Lors de l'évaluation de l'incapacité de travail, il est tenu compte de toute lésion ou de toute pathologie fonctionnelle, donc également du syndrome de fatigue chronique. Afin de pouvoir être reconnu en incapacité de travail, une incapacité de travail d'au moins 66 % est toutefois requise. Dans le cadre de l'assurance incapacité de travail, il ne s'agit donc pas de la « reconnaissance de certaines maladies », mais bien de l'évaluation des répercussions des lésions ou des troubles fonctionnels sur les capacités qu'a l'intéressé de gagner sa vie.

Il ressort du rapport de l'INAMI qui a été publié récemment sur les centres de référence SFC que 24 % des patients chez qui les centres ont établi le diagnostic de SFC travaillent à temps partiel ou à temps plein et ne satisfont donc pas à la règle des 66 %. Vous pouvez consulter le rapport de l'INAMI sur le site Internet de l'INAMI.

2. Je ne connais pas les critères de l'Organisation mondiale de la santé auxquels vous faites référence dans votre deuxième question. La définition que les centres de référence SFC utilisent, et qui est généralement admise, est la définition de Fukuda (1994) qui est utilisée par les Centers for Disease Control.

Il s'agit d'une définition descriptive qui ne comporte pas de jugement quant à un facteur causal des plaintes, parce qu'il n'est pas connu. Selon moi, une estimation de la valeur discriminatoire du diagnostic sur la base de la définition descriptive n'est pas possible.

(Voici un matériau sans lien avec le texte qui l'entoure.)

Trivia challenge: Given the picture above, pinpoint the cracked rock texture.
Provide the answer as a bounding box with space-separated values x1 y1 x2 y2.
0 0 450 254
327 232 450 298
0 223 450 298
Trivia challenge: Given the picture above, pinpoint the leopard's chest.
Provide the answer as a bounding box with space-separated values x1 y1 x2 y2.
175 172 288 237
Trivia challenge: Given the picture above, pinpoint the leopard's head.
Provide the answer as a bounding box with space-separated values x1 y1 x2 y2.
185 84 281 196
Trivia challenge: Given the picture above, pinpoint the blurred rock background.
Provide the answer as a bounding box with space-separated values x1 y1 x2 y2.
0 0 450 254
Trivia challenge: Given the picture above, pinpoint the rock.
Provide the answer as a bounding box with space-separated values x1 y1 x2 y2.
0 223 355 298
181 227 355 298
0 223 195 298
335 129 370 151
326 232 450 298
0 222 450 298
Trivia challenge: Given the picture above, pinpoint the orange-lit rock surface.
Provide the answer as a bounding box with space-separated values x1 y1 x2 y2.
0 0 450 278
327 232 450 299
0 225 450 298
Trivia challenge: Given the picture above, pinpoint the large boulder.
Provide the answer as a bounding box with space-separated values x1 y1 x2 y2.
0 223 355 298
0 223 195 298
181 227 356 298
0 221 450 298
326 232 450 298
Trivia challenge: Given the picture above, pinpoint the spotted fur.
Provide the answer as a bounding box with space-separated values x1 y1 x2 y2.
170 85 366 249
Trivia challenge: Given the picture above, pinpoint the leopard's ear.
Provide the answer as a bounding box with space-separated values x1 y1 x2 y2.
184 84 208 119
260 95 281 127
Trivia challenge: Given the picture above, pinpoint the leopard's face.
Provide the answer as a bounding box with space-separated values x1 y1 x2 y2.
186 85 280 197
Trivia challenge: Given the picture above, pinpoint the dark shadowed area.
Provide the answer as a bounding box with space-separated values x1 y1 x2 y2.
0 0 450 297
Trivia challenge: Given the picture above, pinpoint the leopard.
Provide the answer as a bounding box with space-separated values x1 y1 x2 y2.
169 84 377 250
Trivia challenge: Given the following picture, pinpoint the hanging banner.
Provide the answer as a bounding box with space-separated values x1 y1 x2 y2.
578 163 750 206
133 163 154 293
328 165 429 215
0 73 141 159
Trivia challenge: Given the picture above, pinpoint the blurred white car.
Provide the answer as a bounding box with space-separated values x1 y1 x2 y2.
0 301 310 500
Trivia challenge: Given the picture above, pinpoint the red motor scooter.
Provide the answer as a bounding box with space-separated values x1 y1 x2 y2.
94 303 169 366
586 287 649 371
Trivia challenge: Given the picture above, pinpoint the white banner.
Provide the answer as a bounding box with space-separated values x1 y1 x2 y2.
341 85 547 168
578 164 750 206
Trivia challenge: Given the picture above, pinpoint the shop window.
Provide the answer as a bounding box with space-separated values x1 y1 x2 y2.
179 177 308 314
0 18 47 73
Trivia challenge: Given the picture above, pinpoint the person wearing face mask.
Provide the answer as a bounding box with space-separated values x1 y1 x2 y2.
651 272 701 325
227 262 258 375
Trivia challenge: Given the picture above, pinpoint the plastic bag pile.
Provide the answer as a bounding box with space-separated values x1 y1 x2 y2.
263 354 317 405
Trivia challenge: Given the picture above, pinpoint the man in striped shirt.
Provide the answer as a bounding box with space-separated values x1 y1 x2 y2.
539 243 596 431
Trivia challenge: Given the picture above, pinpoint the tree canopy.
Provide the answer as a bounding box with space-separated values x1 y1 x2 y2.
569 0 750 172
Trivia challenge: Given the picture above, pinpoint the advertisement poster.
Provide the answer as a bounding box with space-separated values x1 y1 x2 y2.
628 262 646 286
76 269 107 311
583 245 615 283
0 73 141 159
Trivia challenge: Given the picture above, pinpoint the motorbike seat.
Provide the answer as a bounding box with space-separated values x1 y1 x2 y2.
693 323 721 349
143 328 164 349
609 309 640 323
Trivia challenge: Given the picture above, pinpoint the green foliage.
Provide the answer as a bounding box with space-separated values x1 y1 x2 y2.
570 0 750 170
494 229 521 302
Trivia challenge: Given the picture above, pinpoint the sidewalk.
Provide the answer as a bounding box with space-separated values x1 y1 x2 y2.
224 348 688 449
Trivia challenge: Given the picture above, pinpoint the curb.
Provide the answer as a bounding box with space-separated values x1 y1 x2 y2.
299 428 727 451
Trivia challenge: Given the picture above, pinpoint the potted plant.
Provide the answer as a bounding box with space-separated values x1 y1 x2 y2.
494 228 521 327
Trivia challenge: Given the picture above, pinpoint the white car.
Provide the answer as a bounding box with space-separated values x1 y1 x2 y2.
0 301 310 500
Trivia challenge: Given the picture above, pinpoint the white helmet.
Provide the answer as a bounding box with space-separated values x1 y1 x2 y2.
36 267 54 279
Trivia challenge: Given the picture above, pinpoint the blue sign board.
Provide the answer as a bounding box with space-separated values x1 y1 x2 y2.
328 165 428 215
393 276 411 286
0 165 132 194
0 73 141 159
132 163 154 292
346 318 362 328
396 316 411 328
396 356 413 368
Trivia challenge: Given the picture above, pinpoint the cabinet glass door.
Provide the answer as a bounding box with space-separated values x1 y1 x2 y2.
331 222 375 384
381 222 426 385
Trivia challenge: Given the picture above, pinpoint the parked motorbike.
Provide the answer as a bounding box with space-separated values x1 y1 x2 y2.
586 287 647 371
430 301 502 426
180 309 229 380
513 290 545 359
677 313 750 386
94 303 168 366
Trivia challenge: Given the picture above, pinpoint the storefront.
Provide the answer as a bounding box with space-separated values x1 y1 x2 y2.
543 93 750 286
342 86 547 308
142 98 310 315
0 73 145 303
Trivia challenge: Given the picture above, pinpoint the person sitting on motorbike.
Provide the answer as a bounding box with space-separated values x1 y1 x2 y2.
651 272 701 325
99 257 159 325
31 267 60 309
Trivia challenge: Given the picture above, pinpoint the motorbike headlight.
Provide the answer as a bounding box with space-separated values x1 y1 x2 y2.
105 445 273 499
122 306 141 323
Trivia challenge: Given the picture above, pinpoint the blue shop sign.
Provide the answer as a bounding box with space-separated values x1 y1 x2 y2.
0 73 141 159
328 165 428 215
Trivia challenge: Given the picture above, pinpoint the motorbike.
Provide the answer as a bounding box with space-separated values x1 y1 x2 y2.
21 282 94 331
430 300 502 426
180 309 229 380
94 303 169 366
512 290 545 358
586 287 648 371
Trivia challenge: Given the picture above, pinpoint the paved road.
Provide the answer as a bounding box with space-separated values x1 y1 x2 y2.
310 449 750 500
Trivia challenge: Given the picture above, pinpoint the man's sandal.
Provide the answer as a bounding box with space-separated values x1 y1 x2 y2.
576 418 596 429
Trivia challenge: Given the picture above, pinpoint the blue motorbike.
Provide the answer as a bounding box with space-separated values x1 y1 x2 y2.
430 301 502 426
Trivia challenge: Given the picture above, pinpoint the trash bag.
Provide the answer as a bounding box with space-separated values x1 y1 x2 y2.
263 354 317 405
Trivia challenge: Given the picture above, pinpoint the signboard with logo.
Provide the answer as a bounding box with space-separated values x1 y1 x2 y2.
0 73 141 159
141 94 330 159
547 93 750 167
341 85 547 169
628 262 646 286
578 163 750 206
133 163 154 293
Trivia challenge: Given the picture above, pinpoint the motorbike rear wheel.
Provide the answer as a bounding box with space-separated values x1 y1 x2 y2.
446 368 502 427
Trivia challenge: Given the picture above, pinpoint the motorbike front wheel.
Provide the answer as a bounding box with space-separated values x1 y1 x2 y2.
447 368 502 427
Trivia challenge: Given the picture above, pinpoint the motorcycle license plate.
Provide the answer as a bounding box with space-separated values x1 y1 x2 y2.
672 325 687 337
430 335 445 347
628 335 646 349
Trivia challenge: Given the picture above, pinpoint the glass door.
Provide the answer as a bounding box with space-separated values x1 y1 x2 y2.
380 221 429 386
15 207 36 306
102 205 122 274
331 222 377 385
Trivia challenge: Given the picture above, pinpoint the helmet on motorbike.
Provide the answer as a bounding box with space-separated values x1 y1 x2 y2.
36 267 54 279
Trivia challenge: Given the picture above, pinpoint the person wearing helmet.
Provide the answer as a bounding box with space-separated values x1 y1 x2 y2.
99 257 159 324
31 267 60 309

3. En ce qui concerne la question concernant le nombre de patients SFC reconnus officiellement, je suppose que vous parlez du nombre de patients chez qui les centres de référence ont posé un diagnostic de SFC. Le 30 juin 2005, selon le rapport de l'INAMI, on en comptait 1 106.

Vous demandez aussi quelques données statistiques, spécifiquement sur le groupe des patients souffrant de SFC qui reçoivent des indemnités d'incapacité de travail. Le Service des indemnités ne dispose pas de données pour les bénéficiaires en incapacité de travail. Le Service ne dispose pas non plus de données précises en ce qui concerne le nombre de bénéficiaires invalides. Le Service des indemnités de l'INAMI a l'intention d'instaurer un nouveau système de classification (ICD-10 au lieu de ICD-9). De cette façon, à l'avenir, il pourrait disposer de plus de données précises pour les bénéficiaires invalides.

4. Enfin, vous prétendez que l'INAMI considérerait le SFC comme une pathologie psychique. Selon moi, ce n'est pas correct. L'INAMI ne prend pas position quant à la cause du CFS parce qu'il n'existe pas de consensus en la matière. Cela figure aussi littéralement dans la convention entre l'INAMI et les centres de référence. Le concept des centres de référence est multidisciplinaire. Les équipes des centres sont également composées d'internistes et de spécialistes en médecine physique. Le mode de traitement des centres, qui se base sur la thérapie comportementale cognitive et la revalidation physique progressive, peut aussi être difficilement considéré comme un mode de traitement psychiatrique.